In general, regridding is a difficult task to perform accurately and without producing noise or spurious results. The user should carefully examine regridding results for their physical integrity. Problems occur, in particular, with fields near MOM’s partial bottom step topography in the presence of realistic topography and land/sea geometry. Indeed, we were unable to find a simple algorithm to handle regridding in the vertical that did not produce egregious levels of noise. Hence, the regridding tool provided with MOM only handles horizontal regridding. The regridded data will thus be on the source vertical grid.

Model comparisons should ideally be performed only after regridding output using the same regridding algorithm. Unfortunately, such is not generally the case since there is no standard regridding algorithm used in the modeling community.

How to use the regridding tool

The regridding algorithm provided with the MOM distribution is located in the directory postprocessing/regrid.

The algorithm accepts data from any logically rectangular grid (e.g., tripolar or latitude-longitude) and regrids to a spherical latitude-longitude grid. When the data is on the tracer cell (T-cell), the regridding interpolation is conservative. Thus, total heat, salt, and passive tracer remain the same on the two grids. However, when data is located at another position:

corner or C-cell as for a B-grid horizontal velocity component
east or E-cell as for an eastward tracer flux
north or N-cell as for a northward tracer flux

then regridding is accomplished non-conservatively using a nearest neighbor distance weighting algorithm. It is for this reason that computationally accurate results are only available when working on the model’s native grids. The regridding tool reads grids information from a netcdf file, specified by the namelist grid_spec_file. grid_spec_file contains source grid, destination grid and exchange grid information.

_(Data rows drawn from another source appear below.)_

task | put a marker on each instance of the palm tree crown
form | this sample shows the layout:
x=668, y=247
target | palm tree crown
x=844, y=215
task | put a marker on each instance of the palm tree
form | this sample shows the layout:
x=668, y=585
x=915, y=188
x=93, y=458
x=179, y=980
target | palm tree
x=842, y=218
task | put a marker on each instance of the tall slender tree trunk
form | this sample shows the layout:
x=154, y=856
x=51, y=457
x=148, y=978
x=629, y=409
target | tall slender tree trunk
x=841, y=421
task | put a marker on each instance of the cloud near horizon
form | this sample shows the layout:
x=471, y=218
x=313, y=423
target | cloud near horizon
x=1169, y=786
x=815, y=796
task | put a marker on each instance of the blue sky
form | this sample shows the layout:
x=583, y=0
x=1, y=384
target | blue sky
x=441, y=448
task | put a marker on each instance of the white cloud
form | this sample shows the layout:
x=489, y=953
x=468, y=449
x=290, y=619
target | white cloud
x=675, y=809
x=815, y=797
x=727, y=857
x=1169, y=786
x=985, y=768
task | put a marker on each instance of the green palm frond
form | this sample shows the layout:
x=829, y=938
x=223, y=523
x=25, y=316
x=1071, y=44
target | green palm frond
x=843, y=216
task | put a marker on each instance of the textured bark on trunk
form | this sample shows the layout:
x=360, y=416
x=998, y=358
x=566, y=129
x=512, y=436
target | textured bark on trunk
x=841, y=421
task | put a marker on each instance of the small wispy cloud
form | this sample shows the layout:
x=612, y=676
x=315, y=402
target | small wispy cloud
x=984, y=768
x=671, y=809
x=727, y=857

source grid: src_grid.nc. This is the model’s native grid. It results from running preprocessing grid generation code.
destination grid: dst_grid.nc. This is the spherical latitude-lontitude grid. This grid can also be obtained from running preprocessing grid generation code. Be sure that the tripolar option is set to false to ensure that dst_grid.nc is spherical.
exchange grid: grid_spec.nc. This is the union of the source grid and destination grid. The exchange grid is needed for conservative regridding. The same conservative regridding algorithm is used for coupled models with FMS. The tool to construct the exchange grid is know as make_xgrids. It is located in the preprocessing/ directory. After grid_spec.nc is generated, it should be passed to the regrid tool through namelist grid_spec_file (No need to pass src_grid.nc and dst_grid.nc to the regrid tool).

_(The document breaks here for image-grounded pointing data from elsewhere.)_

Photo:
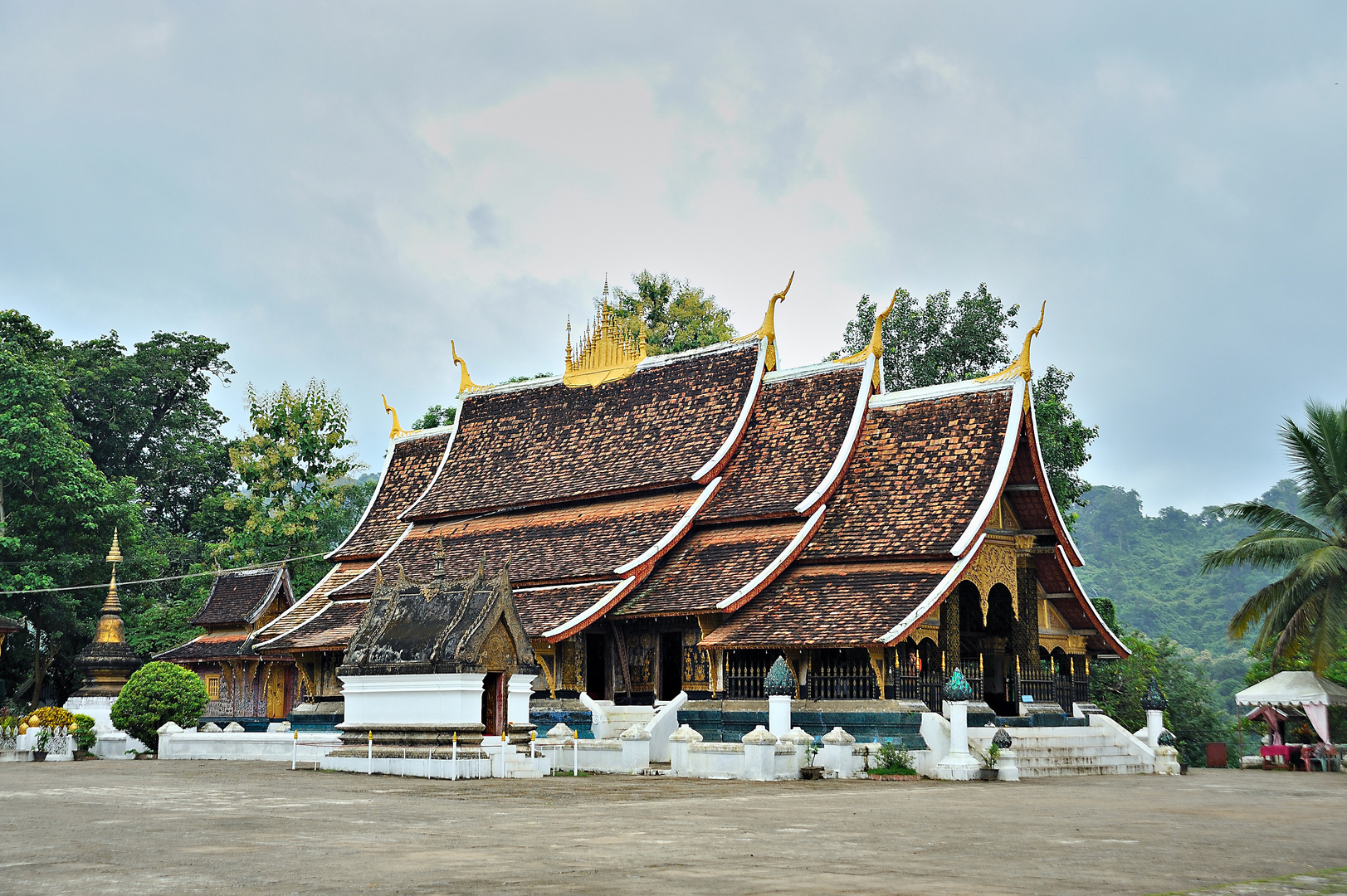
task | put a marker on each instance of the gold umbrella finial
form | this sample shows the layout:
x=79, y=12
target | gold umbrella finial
x=115, y=554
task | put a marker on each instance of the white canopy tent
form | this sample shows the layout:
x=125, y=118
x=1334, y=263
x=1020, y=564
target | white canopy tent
x=1297, y=689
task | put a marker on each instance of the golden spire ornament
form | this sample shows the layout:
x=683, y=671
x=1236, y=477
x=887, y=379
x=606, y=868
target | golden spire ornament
x=768, y=329
x=1022, y=364
x=611, y=349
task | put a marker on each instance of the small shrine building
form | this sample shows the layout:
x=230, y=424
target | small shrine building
x=675, y=523
x=242, y=684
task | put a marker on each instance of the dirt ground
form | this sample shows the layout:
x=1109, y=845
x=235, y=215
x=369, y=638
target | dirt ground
x=257, y=827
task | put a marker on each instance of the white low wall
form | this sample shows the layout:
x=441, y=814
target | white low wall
x=274, y=747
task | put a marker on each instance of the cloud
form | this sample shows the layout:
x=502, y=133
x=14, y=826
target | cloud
x=339, y=190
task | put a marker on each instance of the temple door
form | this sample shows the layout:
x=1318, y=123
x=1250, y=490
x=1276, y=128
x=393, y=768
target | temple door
x=493, y=704
x=276, y=695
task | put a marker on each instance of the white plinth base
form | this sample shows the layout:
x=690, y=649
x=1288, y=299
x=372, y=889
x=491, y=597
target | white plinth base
x=958, y=767
x=112, y=743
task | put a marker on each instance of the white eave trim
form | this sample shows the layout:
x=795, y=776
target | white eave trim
x=376, y=562
x=443, y=460
x=1090, y=606
x=939, y=391
x=598, y=608
x=998, y=476
x=934, y=597
x=769, y=572
x=847, y=444
x=657, y=550
x=732, y=440
x=1052, y=499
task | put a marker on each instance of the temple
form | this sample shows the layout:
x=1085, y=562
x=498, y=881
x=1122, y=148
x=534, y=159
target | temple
x=242, y=684
x=675, y=523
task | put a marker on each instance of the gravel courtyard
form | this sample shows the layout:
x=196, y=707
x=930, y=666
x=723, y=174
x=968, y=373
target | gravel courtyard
x=256, y=827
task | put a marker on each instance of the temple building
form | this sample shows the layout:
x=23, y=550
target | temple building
x=675, y=523
x=242, y=684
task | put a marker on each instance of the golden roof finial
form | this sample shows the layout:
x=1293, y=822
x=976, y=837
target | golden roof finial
x=115, y=553
x=398, y=427
x=876, y=345
x=1022, y=364
x=609, y=351
x=465, y=382
x=768, y=329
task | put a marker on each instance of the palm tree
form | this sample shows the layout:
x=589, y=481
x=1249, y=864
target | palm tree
x=1306, y=611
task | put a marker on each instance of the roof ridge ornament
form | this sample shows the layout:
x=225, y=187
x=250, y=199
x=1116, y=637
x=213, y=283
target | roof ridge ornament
x=465, y=382
x=396, y=431
x=876, y=345
x=768, y=329
x=1022, y=364
x=608, y=352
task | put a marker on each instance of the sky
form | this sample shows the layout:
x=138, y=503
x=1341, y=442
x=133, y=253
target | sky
x=339, y=190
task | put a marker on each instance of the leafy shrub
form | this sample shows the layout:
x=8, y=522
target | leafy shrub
x=159, y=693
x=895, y=759
x=84, y=733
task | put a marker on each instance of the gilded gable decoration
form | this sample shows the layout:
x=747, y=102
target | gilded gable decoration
x=768, y=329
x=876, y=345
x=1022, y=364
x=994, y=565
x=465, y=382
x=608, y=352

To create the exchange grid, execute the command

make_xgrids -o src_grid.nc -a dst_grid.nc

The exchange grid creates a file grid_spec.nc. It has new fields with names:

AREA_ATMxOCN, DI_ATMxOCN, DJ_ATMxOCN, I_ATM_ATMxOCN, J_ATM_ATMxOCN,
I_OCN_ATMxOCN, J_OCN_ATMxOCN, AREA_ATMxLND, DI_ATMxLND, DJ_ATMxLND,
I_ATM_ATMxLND, J_ATM_ATMxLND, I_LND_ATMxLND, J_LND_ATMxLND,
AREA_LNDxOCN, DI_LNDxOCN, DJ_LNDxOCN, I_LND_LNDxOCN, J_LND_LNDxOCN,
I_OCN_LNDxOCN, J_OCN_LNDxOCN, xba, yba, xta, yta, AREA_ATM, xbl, ybl,
xtl, ytl, AREA_LND, AREA_LND_CELL, xto, yto, AREA_OCN  

It is critical that src_grid.nc DO NOT already have any of the above new exchange grid fields. If they do, then these fields should be removed using netcdf tools such as ncks. After the grid_spec.nc file is generated, it is passed into the regrid program through the nml option grid_spec_file.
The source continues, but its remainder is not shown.